A humanidade está ficando mais estúpida exatamente quando as nossas máquinas estão ficando mais inteligentes que nós.”
Jonathan Haidt, NY University.
Eu sou mesmo muito chato. Justamente quando o mundo inteiro está voltado para a sabedoria, cultura ou inteligência, natural ou artificial, eis que eu me interesso pelo oposto. Que tal pararmos para analisar um pouco a ignorância?
Há algumas semanas, eu me deparei com uma entrevista do historiador inglês Peter Burke e lá tomei conhecimento da agnotologia, ou seja, do estudo da ignorância produzida, disseminada e mantida intencionalmente. Aquilo me chamou a atenção. Aos 87 anos, depois de mais de 20 anos estudando conhecimento e cultura, ele voltou-se para o assunto e publicou recentemente o livro “Ignorância”, pela editora Vestígio. Ainda não li o livro, mas me interessei pelo assunto, que se revelou muito interessante.
A agnatologia, repito, é o estudo da ignorância deliberada. E a ignorância ou, educadamente falando, a “ausência de conhecimento”, nunca pode ser confundida com a estupidez ou burrice, apesar de isso ocorrer com muita frequência.
Um erro comum é aceitar que a ignorância é a falta de conhecimento, por ausência de informação. Ora, as informações existem e nunca estiveram tão acessíveis. Obviamente, os desníveis sociais e econômicos as fazem serem mais disponíveis para uns do que para outros. Impossível nivelar um morador de São Paulo ou Los Angeles com um cidadão de Biafra!

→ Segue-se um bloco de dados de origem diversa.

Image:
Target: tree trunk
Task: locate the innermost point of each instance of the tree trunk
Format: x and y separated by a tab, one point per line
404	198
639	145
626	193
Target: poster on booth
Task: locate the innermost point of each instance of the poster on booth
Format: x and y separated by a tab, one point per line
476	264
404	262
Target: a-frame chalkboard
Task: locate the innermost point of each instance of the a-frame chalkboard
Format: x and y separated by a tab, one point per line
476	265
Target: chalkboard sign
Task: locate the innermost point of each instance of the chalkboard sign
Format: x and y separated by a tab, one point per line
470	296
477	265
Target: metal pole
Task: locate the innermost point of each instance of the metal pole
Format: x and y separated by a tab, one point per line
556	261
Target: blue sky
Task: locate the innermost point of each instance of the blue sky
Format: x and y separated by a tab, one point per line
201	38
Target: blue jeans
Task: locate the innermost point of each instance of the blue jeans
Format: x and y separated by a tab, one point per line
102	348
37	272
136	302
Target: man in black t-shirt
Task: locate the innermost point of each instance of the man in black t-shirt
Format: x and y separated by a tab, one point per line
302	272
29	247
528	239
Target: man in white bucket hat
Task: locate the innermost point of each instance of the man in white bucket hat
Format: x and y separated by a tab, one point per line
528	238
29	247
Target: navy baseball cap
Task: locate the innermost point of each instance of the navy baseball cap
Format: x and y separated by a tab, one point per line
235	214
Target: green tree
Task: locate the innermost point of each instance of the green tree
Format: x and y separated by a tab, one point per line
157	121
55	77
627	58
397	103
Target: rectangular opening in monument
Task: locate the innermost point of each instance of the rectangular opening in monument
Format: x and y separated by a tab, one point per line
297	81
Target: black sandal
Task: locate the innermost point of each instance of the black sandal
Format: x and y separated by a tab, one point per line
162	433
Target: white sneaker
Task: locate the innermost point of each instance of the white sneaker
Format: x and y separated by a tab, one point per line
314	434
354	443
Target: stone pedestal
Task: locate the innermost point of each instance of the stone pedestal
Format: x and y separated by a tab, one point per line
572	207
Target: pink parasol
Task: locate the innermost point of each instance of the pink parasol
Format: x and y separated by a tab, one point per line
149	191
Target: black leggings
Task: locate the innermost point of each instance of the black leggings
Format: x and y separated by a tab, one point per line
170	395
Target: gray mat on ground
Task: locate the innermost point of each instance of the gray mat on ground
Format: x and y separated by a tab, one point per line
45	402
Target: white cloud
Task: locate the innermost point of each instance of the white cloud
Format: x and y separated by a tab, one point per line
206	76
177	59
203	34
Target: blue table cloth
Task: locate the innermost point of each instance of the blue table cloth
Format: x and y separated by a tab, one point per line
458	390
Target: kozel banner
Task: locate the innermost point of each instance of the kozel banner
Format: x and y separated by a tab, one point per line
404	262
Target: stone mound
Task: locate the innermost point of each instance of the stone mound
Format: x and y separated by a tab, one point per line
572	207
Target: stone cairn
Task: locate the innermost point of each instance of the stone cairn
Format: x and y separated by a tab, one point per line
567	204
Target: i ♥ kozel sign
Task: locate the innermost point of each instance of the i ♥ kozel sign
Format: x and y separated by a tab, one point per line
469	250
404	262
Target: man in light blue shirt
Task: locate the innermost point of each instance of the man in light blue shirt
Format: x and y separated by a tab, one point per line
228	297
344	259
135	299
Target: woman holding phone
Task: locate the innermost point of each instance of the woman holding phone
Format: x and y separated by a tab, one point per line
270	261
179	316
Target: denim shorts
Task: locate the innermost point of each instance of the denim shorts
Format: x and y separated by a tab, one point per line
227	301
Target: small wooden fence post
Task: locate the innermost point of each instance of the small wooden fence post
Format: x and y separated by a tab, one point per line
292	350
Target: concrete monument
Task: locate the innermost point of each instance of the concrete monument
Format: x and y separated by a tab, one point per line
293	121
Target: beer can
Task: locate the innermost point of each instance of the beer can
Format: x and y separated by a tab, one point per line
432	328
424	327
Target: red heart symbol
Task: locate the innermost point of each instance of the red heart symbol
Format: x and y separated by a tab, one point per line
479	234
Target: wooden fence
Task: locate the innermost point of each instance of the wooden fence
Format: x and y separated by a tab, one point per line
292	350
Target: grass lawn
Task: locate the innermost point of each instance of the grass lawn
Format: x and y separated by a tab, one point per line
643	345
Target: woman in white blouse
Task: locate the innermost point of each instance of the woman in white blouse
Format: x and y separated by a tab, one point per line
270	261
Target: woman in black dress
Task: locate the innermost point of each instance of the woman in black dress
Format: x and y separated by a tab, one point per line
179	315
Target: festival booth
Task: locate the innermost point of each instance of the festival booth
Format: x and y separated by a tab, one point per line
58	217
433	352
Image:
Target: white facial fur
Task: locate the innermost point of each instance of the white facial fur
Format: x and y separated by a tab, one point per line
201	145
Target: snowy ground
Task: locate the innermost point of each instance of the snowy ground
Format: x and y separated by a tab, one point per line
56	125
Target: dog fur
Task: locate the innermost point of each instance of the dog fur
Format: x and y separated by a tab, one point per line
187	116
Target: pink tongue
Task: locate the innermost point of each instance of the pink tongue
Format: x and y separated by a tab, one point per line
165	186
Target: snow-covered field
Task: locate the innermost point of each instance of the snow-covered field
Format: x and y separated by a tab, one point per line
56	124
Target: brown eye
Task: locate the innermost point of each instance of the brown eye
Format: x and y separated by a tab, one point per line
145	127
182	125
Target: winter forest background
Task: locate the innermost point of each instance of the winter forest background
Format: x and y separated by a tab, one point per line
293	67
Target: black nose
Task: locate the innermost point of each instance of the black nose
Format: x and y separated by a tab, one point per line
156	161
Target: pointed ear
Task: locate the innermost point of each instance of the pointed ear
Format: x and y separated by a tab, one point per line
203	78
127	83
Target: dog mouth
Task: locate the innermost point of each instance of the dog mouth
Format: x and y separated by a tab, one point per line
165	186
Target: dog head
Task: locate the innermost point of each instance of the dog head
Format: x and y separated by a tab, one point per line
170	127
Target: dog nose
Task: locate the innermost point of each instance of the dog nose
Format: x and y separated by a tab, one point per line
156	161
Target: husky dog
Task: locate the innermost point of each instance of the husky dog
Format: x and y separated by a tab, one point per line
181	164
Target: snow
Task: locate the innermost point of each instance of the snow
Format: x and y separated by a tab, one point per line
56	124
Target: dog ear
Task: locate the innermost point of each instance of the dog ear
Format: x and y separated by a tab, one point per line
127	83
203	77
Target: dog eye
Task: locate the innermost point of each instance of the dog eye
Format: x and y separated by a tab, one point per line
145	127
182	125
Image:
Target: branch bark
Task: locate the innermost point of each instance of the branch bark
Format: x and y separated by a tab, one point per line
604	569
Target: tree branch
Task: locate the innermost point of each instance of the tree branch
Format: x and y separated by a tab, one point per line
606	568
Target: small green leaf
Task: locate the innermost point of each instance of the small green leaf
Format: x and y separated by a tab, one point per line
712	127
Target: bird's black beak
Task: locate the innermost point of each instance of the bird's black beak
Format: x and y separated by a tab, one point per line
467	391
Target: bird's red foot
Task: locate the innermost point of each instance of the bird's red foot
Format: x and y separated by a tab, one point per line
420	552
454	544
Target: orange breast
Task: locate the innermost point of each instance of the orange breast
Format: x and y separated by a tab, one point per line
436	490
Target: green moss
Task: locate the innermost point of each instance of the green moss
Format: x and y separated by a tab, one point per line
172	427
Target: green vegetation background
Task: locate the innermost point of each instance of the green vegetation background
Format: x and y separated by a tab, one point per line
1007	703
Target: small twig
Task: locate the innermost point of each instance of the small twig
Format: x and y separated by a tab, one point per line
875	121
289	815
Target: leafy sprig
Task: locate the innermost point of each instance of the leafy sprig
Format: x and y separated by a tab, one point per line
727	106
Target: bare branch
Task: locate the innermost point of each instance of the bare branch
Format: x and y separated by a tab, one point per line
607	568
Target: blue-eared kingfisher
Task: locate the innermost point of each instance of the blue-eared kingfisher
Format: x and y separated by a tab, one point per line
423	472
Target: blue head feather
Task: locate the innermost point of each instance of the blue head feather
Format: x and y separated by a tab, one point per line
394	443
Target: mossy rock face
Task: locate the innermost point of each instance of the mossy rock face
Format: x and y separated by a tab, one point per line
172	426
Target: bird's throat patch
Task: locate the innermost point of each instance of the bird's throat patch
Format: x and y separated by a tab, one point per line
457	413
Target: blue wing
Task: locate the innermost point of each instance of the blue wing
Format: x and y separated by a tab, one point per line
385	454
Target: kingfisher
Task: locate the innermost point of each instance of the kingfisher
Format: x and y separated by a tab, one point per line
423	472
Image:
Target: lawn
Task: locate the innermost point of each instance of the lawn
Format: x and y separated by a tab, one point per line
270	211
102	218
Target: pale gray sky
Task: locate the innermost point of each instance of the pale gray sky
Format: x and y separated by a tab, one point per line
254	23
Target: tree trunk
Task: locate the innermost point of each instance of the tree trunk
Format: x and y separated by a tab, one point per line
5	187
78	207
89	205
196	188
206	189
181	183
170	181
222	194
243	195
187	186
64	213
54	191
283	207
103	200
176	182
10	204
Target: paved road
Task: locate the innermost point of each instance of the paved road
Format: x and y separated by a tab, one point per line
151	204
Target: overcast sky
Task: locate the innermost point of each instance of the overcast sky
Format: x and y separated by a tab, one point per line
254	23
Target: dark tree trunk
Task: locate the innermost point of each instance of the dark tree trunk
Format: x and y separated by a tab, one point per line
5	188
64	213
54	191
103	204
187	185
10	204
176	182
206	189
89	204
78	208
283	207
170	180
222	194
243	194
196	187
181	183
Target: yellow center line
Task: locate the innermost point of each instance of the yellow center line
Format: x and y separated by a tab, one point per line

Todavia, é lícito dizer que a ignorância é inevitável, e existe no mundo inteiro, até porque seria utópico acreditar que alguém pode saber tudo. Ninguém sabe tudo. O que temos que considerar são os tipos de ignorância, que se diferenciam pela origem. Ela pode ser causada simplesmente por desinteresse pelas informações, por falta de acesso causada pela baixa escolaridade e/ou por exclusão social e, também, por informações inventadas ou manipuladas.
Essas últimas são as ignorâncias mais danosas e perigosas. Elas ocorrem com mais frequência do que seria admissível e são propositalmente criadas e incentivadas por pessoas ou grupos que manipulam os conhecimentos, ou a ausência deles, em benefício próprio. Corporações, governos, facções políticas ou grupos sociais podem criar ignorância. E por que fazem isso? Porque criar ignorância pode ser muito útil aos interesses particulares. A ignorância tende a provocar dúvidas e, quando há dúvida, as pessoas não tomam as melhores decisões. Daí a desinformação (e a internet é uma excelente ferramenta para esse objetivo, facilitando a disseminação de informações falsas, tornando a ignorância fabricada mais acessível, rápida e influente) é usada para manipular eleições (e haja fake news!), estimulando o dissenso ideológico e a divisão social. Da mesma maneira, informações manipuladas ajudam empresas a esconderem riscos à saúde dos seus clientes, para continuar vendendo. Quem não conhece exemplos de grupos economicamente poderosos que espalham desinformação sobre o aquecimento global para garantir seus interesses econômicos? Pelo absurdo criminoso que é, nem quero me estender sobre os casos de campanhas negacionistas que desacreditam todos os tipos de vacinas.
Essa ignorância fabricada certamente é a mais danosa à sociedade, mas não podemos deixar de lado a ignorância provocada pela pobreza, pela dificuldade de acesso às informações corretas e valiosas. Essa é a mais difícil de ser combatida, até porque muitas autoridades preferem manter o povo na ignorância, impedindo-o de ver e julgar os seus desmandos.
Mas, incrivelmente, a ignorância também pode ser benéfica. E, mesmo com todos os seus males, ainda pode ser analisada pelos otimistas por um ângulo positivo. Ela pode estimular a busca de conhecimentos. É notório que a ciência tem relação muito íntima com a ignorância, pois, na busca de diminui-la, os estudiosos são obrigados a enfrentar e desvendar o desconhecido. Ou seja, a ignorância verdadeira, não manipulada, desafia a pesquisa e o desenvolvimento científico.
Antes de concluir, apresento a diferença entre burrice, estupidez e ignorância. A burrice é inconsciente e genética não podendo ser corrigida; a ignorância é a falta de conhecimento e, portanto, pode ser superada. Já a estupidez é a resistência voluntária ao aprendizado, o que é uma tremenda estupidez!